Film Review: Lee Myung-se’s “Duelist”

One of cinema’s supreme visual stylists is Lee Myung-se, whose films have the vibrancy and kineticism of action painting, and who seemingly reinvents movies with each new film. Lee is an exacting and precise artist, with painstaking attention to detail, colors and mood, so much so that he has made only two films in the past decade, each one an art film in the truest and greatest sense. The first is his 2005 film Duelist, the latest incarnation of a story that first began life as a popular manhwa (Korean comic book) entitled Damo, which was subsequently turned into a hit television series of the same name. Both the film and the TV drama featured the same actress, Ha Ji-won, as the central female detective. Below is what I wrote on this film when it screened at the 2006 New York Asian Film Festival.

The most gorgeous of this year’s selections is Lee Myung-se’s masterpiece Duelist. Lee is best known in the U.S. for his 1999 film Nowhere to Hide, which enlivened its cops-and-criminals story with a wall-to-wall visual arsenal of silhouettes, impossibly vibrant color and kineticism, and the elemental forces of wind and rain. In Duelist, released six years after Nowhere to Hide, Lee ups the ante considerably, reducing narrative to a bare minimum, concentrating on exquisite color, balletic swordplay, wind, rain, and leaves, and the pursuit of its lovers/antagonists throughout the film. Like Nowhere to Hide, Duelist is also a detective story, set this time in late 19th century Korea. The detective Nam-soon (Ha Ji-won) and her older partner Ahn (Ahn Sung-ki) are in dogged pursuit of Sad Eyes (Kang Dong-won), an elusive, androgynous figure who is the henchman of Minister of Defense Song (Song Yeong-chang), who is amassing power by counterfeiting currency. That’s about it as far as plot goes. However, most of the negative public and critical reaction to the film, contributing to its meager box office, which generally ran along the lines of the lament “There’s no story!”, seem to me to be beyond missing the point. The film’s press materials contain this statement by Lee, which point to the proper way to approach this film: “I thought of two words – movement and rhythm, and two paintings – ‘Dance’ by Matisse and ‘Manhattan’ by Mondrian.” (Lee is most likely referring in the latter case to “Broadway Boogie-Woogie,” Mondrian’s most famous painting.)
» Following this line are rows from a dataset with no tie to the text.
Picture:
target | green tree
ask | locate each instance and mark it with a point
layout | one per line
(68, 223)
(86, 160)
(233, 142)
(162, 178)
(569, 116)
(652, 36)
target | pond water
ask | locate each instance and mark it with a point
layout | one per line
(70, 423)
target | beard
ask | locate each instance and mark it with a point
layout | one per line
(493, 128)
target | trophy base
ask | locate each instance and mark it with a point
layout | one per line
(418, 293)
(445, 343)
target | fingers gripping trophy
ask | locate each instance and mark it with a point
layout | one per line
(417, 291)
Those who insist that films should be all about narrative and character development are blinding themselves to the thrilling experience of pure cinema that Lee offers in Duelist. In much the same way that Matisse and Mondrian sought to liberate painting by using their materials to portray pure movement and color without insisting on verisimilitude, Lee utilizes the plasticity of the film medium – sound, color, music, motion – to liberate cinema from the shackles of 19th century notions of narrative derived from literature and drama, highlighting the reasons cinema is indeed a distinct art from either.

The ultimate theme of Duelist is transcendence and transgression, of boundaries, borders, and gender roles – Nam-soon is as tough and violent, if not tougher, than her male colleagues, at one point going undercover in male drag, while Sad Eyes is all flowing robes, long hair, and soft features. Duelist is in essence avant-garde cinema thinly disguised as genre cinema, and given the emphasis he puts on color, the physicality of its nature, and its relation to the material of film itself, Lee seems to be positioning himself as Korea’s answer to Stan Brakhage.